Chilean politician (born 1953)

Guillermo Yunge Bustamante (born 26 December 1953) is a Chilean politician who served as a deputy and ambassador.

==Biography==
He was born on 26 September 1953 in Santiago, the son of Guillermo Yunge Taulis and Graciela del Tránsito Bustamante. He is married to Marisol Chévez Hidalgo, a Costa Rican national.

He completed his secondary education at Liceos No. 10 of Santiago, No. 12 of La Granja and No. 13 of Conchalí, in Santiago. He pursued higher education at the Faculty of Law of the University of Chile, where he obtained a degree in Legal and Social Sciences. He was subsequently admitted as a lawyer before the Supreme Court of Chile.

==Political career==
He began his political activities during his secondary school years by joining the Christian Democratic Party, eventually becoming president of the Federación de Estudiantes Secundarios de Santiago (FESES).

His political activities were closely linked to human rights movements.

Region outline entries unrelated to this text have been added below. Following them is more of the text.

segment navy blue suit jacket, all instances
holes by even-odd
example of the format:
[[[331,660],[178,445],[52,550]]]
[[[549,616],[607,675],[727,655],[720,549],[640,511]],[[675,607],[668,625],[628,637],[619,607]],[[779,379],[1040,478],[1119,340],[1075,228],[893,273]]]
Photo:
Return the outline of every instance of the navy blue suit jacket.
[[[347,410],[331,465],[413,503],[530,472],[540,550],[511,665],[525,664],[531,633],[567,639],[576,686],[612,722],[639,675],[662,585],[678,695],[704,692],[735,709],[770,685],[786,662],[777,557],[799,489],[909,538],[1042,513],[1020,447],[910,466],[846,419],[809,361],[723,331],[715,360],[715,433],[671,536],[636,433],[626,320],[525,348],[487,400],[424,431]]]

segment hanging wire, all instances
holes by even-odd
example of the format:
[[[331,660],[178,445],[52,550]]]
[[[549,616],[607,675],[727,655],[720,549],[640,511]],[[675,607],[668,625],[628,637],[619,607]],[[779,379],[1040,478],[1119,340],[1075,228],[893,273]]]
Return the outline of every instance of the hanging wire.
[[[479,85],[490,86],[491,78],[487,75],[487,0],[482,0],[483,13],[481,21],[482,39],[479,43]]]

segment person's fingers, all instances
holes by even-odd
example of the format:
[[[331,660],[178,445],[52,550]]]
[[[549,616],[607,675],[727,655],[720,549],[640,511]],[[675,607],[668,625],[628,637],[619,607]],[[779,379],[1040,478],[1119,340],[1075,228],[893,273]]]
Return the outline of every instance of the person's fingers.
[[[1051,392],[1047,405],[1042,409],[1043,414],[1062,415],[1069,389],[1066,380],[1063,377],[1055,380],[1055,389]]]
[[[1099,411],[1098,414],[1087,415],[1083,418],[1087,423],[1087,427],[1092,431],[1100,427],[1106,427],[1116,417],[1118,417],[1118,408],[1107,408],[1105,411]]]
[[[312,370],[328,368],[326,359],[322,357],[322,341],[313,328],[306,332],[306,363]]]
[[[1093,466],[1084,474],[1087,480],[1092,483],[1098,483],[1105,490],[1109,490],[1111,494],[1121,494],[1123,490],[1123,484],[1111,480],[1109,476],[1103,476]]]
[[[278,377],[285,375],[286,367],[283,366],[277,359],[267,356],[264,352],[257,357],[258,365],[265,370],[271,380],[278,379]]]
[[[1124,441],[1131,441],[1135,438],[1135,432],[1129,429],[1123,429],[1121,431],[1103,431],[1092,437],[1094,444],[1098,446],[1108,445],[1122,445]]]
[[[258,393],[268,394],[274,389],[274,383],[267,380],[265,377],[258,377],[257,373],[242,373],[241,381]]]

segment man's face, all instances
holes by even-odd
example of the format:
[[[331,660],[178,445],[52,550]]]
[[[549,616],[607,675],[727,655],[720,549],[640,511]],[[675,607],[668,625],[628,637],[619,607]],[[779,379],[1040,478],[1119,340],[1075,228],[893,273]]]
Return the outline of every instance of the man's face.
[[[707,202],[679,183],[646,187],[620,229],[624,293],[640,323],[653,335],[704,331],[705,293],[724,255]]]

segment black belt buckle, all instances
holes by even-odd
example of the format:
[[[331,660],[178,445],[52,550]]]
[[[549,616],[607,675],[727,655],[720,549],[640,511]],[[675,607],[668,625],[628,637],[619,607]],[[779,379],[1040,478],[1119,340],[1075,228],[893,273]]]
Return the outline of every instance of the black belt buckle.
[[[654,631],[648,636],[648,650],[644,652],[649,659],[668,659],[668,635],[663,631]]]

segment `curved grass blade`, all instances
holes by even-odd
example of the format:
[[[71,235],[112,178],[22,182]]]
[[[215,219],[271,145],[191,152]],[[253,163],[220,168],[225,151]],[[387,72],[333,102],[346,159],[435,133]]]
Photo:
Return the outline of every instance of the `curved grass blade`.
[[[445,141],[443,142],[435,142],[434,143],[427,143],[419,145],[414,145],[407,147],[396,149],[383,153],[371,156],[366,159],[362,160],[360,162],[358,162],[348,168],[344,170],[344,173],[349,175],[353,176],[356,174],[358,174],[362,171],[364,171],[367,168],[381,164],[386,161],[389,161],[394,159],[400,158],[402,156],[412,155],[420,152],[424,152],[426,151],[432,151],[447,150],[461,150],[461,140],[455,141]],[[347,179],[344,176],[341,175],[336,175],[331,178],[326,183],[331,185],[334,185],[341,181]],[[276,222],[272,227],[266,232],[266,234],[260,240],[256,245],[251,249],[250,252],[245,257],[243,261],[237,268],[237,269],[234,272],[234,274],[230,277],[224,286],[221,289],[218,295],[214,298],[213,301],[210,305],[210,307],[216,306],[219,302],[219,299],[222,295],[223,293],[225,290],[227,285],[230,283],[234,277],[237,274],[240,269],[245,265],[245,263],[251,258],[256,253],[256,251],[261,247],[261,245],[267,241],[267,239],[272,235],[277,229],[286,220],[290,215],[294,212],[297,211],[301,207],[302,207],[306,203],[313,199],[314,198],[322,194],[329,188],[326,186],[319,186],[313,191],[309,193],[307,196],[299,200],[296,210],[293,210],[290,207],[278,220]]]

In 1977, he led some of the first demonstrations in Santiago against the military government and General Augusto Pinochet. He became founding president of the Comisión de Derechos Juveniles and provided professional services on numerous occasions to the Vicariate of Solidarity. In 1978, he was relegated by the military government to Chapiquiña, near the border with Bolivia.

In 1989, he was elected Deputy representing the Christian Democratic Party for District No. 29, Santiago Metropolitan Region, for the 1990–1994 term.

He was also appointed President of the Unión Internacional de Jóvenes Demócrata Cristianos (UIJDC).

He later served as Ambassador of Chile to Costa Rica between 2000 and 2004, during the government of President Ricardo Lagos.